- DVD cover
- Written by: Rip Van Ronkel
- Directed by: Joseph Pevney
- Starring: Harry Townes John Agar Charles Aidman Edward C. Platt
- Music by: Van Cleave
- Country of origin: United States
- Original language: English

Production
- Producer: Rip Van Ronkel
- Cinematography: Loyal Griggs
- Editor: Jerry Webb
- Running time: 51 minutes
- Production companies: Paramount Pictures, CBS

Original release
- Network: CBS
- Release: 1959

= Destination Space =

Destination Space is a 1959 American science fiction television film. It was produced and written by Rip Van Ronkel and directed by Joseph Pevney.

== Summary ==
James Benedict, the director of the United States space program, is in charge of operations aboard an American rotating wheel space station, the first of its kind. The imminent launch from the station of the first crewed lunar orbital spacecraft is aborted due to a meteor impact. Benedict testifies before a United States Senate committee, some of whose members believe that the construction of the station was an unnecessary expense which is delaying achievement of the Moon mission. An impartial observer, Dr. Kurt Easton, travels to the space station to observe operations as the crew prepares for the second attempt to launch the Moon mission. This launch is also aborted, however, when the lunar spacecraft's nuclear engine malfunctions due to ice buildup, necessitating rapid action by Dave Reynolds, the spacecraft's commander, to prevent an explosion. Meanwhile, Benedict, whose long-term romantic relationship has not yet led to marriage, finds himself to be one corner of a love quadrangle when Reynolds' wife reveals that she is in love with him.

== Cast ==
- Harry Townes: James Benedict
- John Agar: Matthews
- Charles Aidman: Dave Reynolds
- Whitney Blake: Jane Kramer
- Gail Kobe: Kim Reynolds
- Edward C. Platt: Kurt Easton

== Production history ==

According to science fiction scholar Gary Westfahl, "virtually no information [is] available about this film." Westfahl speculated that Destination Space, a joint production of Paramount Pictures and CBS, was actually a pilot for a prospective TV series about space travel, produced in competition with the pilot for Men into Space. According to Westfahl's theory, CBS chose the latter series, which debuted in 1959.

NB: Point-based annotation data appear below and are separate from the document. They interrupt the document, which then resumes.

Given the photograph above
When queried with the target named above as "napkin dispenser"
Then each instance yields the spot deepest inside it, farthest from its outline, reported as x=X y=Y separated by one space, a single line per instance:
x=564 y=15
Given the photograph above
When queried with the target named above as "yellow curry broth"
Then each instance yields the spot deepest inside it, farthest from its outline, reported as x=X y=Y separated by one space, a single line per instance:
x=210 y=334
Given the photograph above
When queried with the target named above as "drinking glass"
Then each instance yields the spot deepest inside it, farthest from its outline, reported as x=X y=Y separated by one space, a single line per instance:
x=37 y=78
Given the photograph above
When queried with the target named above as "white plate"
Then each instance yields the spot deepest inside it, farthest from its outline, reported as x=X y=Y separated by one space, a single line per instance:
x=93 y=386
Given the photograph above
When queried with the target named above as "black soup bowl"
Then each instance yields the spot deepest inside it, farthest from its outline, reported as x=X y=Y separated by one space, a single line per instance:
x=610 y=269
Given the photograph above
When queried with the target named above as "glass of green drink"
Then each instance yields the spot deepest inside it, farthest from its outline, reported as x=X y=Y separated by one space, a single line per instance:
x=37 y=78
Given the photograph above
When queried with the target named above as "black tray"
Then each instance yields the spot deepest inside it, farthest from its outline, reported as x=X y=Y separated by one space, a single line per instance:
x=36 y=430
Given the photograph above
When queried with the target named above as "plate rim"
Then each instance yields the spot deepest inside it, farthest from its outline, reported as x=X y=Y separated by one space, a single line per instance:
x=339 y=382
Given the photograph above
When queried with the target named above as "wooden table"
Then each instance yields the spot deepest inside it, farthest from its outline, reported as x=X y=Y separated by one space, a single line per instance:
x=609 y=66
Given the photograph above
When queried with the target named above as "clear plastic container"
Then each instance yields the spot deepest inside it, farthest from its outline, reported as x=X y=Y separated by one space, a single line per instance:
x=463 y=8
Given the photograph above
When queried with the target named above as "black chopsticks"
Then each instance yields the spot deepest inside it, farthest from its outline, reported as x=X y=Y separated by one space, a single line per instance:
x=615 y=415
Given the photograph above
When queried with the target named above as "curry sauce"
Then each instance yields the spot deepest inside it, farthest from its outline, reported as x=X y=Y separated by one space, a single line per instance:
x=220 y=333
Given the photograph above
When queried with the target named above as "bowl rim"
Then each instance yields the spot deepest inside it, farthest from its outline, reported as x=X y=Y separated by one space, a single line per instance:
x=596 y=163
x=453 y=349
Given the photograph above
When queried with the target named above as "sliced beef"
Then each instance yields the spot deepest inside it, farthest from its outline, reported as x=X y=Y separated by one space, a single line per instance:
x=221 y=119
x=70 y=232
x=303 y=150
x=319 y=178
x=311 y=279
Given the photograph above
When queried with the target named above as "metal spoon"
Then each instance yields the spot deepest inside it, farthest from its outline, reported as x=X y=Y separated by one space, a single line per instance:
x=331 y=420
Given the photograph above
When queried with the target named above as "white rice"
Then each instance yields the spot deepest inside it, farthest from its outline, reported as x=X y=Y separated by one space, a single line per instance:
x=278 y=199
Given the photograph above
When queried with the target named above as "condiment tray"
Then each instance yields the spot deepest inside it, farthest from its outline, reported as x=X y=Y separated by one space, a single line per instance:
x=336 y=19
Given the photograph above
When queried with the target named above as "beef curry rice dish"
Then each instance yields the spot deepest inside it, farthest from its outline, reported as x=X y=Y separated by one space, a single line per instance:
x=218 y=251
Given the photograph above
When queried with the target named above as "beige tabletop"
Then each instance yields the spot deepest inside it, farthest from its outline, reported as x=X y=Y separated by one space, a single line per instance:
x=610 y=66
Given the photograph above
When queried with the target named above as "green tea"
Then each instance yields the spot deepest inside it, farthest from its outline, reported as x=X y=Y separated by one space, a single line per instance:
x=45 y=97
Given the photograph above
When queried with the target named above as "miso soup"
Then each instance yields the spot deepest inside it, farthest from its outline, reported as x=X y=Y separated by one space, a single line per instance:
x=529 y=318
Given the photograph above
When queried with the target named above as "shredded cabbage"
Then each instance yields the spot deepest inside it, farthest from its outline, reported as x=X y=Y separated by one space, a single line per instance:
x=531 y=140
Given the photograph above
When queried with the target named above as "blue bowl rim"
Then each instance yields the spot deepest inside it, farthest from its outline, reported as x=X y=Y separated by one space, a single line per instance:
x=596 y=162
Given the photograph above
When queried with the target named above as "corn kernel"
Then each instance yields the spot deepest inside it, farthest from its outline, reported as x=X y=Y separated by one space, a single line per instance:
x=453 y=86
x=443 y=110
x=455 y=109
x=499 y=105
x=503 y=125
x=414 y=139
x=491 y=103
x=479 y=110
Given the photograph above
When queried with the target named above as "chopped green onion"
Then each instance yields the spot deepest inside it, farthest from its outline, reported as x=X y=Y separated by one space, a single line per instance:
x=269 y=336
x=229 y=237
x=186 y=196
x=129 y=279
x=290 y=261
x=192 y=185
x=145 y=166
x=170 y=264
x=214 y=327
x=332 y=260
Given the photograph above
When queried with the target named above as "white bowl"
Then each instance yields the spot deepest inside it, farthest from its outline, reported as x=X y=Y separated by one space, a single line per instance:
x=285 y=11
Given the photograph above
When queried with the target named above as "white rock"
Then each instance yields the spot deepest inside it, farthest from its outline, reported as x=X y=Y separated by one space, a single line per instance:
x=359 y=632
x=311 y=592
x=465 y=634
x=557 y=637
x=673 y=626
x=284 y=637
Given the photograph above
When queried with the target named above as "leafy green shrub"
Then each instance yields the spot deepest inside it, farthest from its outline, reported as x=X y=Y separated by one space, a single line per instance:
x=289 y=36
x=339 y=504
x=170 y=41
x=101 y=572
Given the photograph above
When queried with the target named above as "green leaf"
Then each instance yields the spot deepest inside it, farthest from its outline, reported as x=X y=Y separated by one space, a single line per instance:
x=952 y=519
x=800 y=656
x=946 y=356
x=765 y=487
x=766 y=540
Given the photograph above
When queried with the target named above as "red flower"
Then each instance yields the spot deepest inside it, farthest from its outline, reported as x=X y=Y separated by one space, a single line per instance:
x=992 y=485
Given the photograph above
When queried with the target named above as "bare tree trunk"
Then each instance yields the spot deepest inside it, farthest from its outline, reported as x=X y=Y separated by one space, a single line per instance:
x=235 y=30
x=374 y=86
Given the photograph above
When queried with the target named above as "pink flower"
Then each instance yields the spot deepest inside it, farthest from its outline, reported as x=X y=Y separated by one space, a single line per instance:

Rip Van Ronkel, the producer and writer of Destination Space, was the co-screenwriter of the 1950 science fiction film Destination Moon. Destination Space makes extensive use of stock footage from the 1955 Paramount science fiction film Conquest of Space.

==Reception==

The Encyclopedia of Science Fiction found the movie to be weighed down by a forced romantic triangle and more talking than action; however, the movie had some positive points. The movie points out the extreme cost of space travel and strives for realism. The movie also notes the dangers of space travel as many missions have failed. In all, the Encyclopedia found the movie of interest.

==Home media==
The movie was released in Region 1 in 2000.